Il vous a fait confiance.

Oui. Et il a fait preuve d’audace ! D’habitude, ses disques, c’est piano-voix. Là, il y a des chansons avec de la harpe, du hautbois, un quatuor à cordes… C’est très dénudé, jamais il n’est enterré, jamais ce n’est gonflé. Ce sont les mots, les intentions, les sentiments de Gilles qui sont soutenus. Avec Claude, on s’est assurés qu’il n’y ait pas un mot qu’on manque.
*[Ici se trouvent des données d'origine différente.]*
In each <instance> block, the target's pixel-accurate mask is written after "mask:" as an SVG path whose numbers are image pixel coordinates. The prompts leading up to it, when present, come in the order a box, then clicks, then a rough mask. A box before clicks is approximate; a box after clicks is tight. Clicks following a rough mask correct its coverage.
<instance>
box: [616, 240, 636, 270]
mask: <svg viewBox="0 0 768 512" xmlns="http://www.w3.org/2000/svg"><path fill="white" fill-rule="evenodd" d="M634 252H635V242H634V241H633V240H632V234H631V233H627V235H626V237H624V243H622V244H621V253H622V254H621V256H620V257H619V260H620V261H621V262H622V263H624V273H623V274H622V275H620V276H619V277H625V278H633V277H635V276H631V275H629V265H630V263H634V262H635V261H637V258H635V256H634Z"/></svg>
Un jour, allez-vous vous pincer en vous disant : « j’ai fait ça dans ma vie » ?

Dans ma carrière, on m’a proposé des choses extraordinaires. Il y a 30 ans, Nelligan. Il y a quelques années, Miron. Et là, Vigneault m’appelle ? Je remercie le cosmos. Je n’ai pas couru après ça, mais ça m’oblige à être à la hauteur de ce qu’on me confie. Et il me confiait beaucoup, ses textes et ses chansons, il ne fallait pas les gâcher ! Je suis très, très fier… et j’essaie de contenir mes superlatifs.

Avoir une telle ouverture à 93 ans, c’est fascinant.

C’est très inspirant. Je me dis : mais qu’est-ce que je vais faire dans 20 ans, moi ? Gilles, c’est un phénomène. En mars, on avait placé des dates pour enregistrer des voix. Et puis, il m’appelle et il me dit : « Jim, je ne peux pas chanter cette semaine. » Je me dis : oh boy, il y a un problème… « Les sucres ont commencé. Il faut que je fasse les sucres. » Je l’aurais serré dans mes bras. Ça, c’est la vie, ça, c’est ailleurs. Il est ailleurs, Gilles. Et il fallait l’accompagner pour que l’ailleurs qu’on propose soit aussi beau que l’ailleurs qui existe déjà en lui.